Usually when you see an article or some link about “beating the lottery”, you know it’s going to be a scam site, so there’s no point in clicking on it. You can’t beat the lottery, you just can’t. Right?
That’s certainly the popular wisdom, and the attached article (I used to hate the Huffington Post, but it’s become a little less sleazy and irresponsible of late, I find) walks through some of the history of how it is just a tax on the poor, the underrepresented, etc. And if someone found a way to “beat” the system, it would be illegal, right?
Well, apparently not. Based on some articles that ran in the Boston Globe, a down-home, blue collar guy in a white collar job (working for a cereal company on packaging), was fond of puzzles. And he loved math, so he would read, take courses, constantly learning new things. And then, one day, he was reading an ad for a new state lottery when he noticed something odd. It was your standard “pick-six” numbers out of a possible 49 for up to a $5M pay-off. Nothing unusual there. But they were adding a feature — if the big prize wasn’t won, it would roll-over, and roll-over (similar to most lotteries) BUT with one key difference — after a few weeks, if the big prize wasn’t won, they would do something called a “roll-down”. They would take all that big prize money and pro-rate it across all the smaller prizes. So, for example, the smallest prize of $5 could win $50 that week, if nobody won the big prize.
While that seems like no big deal, it drastically alters the math for your “return on investment”. So if you think of your chance of winning $10 in a game that only has ten tickets that cost a $1 each, then your expected return for your dollar “bet” is only $1. How does that work:
Expecting winnings = the prize money x the likelihood of winning = $10 x 1 in 10 = $1
So, statistically speaking, if you played over time, you would come out even. You would pay a $1 and expect to get a dollar back. Even Steven. And lotteries take that into account when they design the games. The math is NEVER in your favour. For example, your normal “return” calculation would look like this:
Expected winnings = HUGE prize x low odds of winning = $50M x 0 = $0
It isn’t zero, admittedly, but it is so low, it doesn’t change your payout calculation other than to say your return would be somewhere around one-thousandth of a penny. Over time, you would be guaranteed to lose money. Lotteries are rigged so the house always wins and suckers can’t game the system.

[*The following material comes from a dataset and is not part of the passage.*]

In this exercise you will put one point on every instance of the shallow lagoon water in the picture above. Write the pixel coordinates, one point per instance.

However, the rolldown would change that calculation, if for example, every sixth game, the payout was $20:
Expected winnings = $20 x 1 in 10 = $2
Or, put differently, if you could buy all ten tickets for $1 each for $10, your guaranteed payout would be the $20 and you’d be up $10. The math works because the winnings that week are NOT based on your normal return, they add in winnings from previous weeks that went uncollected. This means the state isn’t losing money — they already got their take. This is more like previous people didn’t win, so you can win THEIR money as well as the money from this week.
The problem though, in a state lottery, or any lottery where there are millions of combinations of tickets and millions of players, you can’t buy all the tickets, of course, but you also can’t buy enough tickets to even out random chance. So in the above example of $20, if you only buy 1 ticket, then your odds of winning don’t change, and it could take ten times before you “hit” — on average. But it could be 20 times or 2 times…if it is only twice, you’re way ahead. If it is 20, you come out down $10. The example in the article is with coin tosses, but the basic idea is that you need enough tickets to offset the random fluctuations of chance so that your investment matches the statistics (i.e. you need enough coin tosses for statistics to prevail).

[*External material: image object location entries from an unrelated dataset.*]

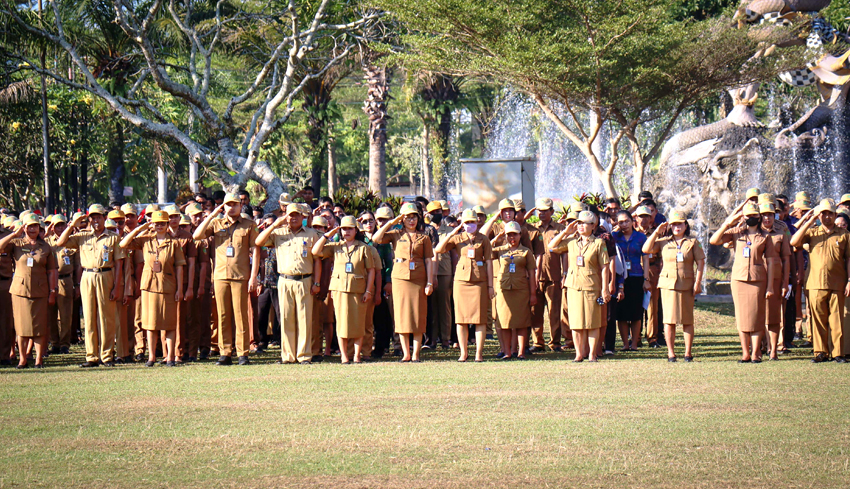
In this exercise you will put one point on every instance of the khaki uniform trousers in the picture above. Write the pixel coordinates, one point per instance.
(826, 313)
(548, 298)
(232, 306)
(138, 332)
(296, 325)
(7, 323)
(61, 314)
(100, 315)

How many tickets? The more you buy, the more it evens out the fluctuations. The main guy in the article starts at $3500 on $1 tickets. And he lost $150 or something. Next time, he went larger, $10K, $15K, etc., and evened it out. So he was making almost 50% return. Then he took on investors and jacked it up to $100K and more.
But the time investment was huge — he had to stand at a terminal all day long printing tickets. And only for “roll-down” pots. It wsa the only time the payouts were in your favour. And over time, the lottery officials would notice and kill it.
So he started playing another similar game in another state, and the newspaper article profiles other “investor” groups who noticed the same design flaw. However, to be clear, they weren’t cheating. They were just doubling down their bets when they knew the odds and payouts were more favourable. They weren’t rigging the game (although one group did that a bit, albeit not illegally). They weren’t cheating. They also weren’t anonymous — the lottery knew what they were doing and wasn’t stopping them. Because they were playing like everyone else — press the button, buy some tickets, take your chances. They were just doing it on a MASSIVE scale. Which the lottery officials didn’t mind because 40 cents of every bet was going into revenue for the state. The tax part of the winnings.
Overall, a really cool article. Even if the HP is mostly piggy-backing on stories written elsewhere, it’s decent reading.